I built a model in PySpark that is available on all worker nodes, but I would like to generate some model-related plots in the notebook. The model itself is available in a Spark-context, but it is not available in the notebook-context so that I can make plots. How do I make the model available in the notebook-context?
For more context, here is a shell of my PySpark code:
df = spark.read.parquet('path_to_my_data')
import h2o
h2o.init()
df_h2o = h2o.H2OFrame(df)
model = H2OGradientBoostingEstimator(ntrees=100)

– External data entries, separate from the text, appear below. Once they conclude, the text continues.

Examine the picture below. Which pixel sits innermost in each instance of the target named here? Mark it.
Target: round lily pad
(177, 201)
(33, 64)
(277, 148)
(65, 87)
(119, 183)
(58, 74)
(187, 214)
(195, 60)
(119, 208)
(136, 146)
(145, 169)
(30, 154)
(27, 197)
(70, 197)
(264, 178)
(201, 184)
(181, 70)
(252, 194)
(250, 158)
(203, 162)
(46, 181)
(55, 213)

model.train(x = ['var1', 'var2', 'var3'],
y = 'yvar',
training_frame = df_h2o)
# --- NOW I WANT TO MAKE PLOTS FOR THE MODEL ---
# This does not return a plot to the notebook
model.varimp_plot()
Of course, the code model.varimp_plot()
does not return a plot because the plot is being returned on the worker nodes as opposed to the notebook. I have seen a lot of people do something like this:
%%local
import matplotlib.pyplot as plt
a = [1,2,3,4,5]
plt.plot(a)
and I tried something like this for my problem:
%%local
import matplotlib.pyplot as plt
model.varimp_plot()
but it does not work since model
is only defined in a Spark-context (not the notebook context). The error I receive is NameError: name 'model' is not defined
.
My question: How do I access model
in the notebook context? Put another way, how do I access model
in the %%local
block of code?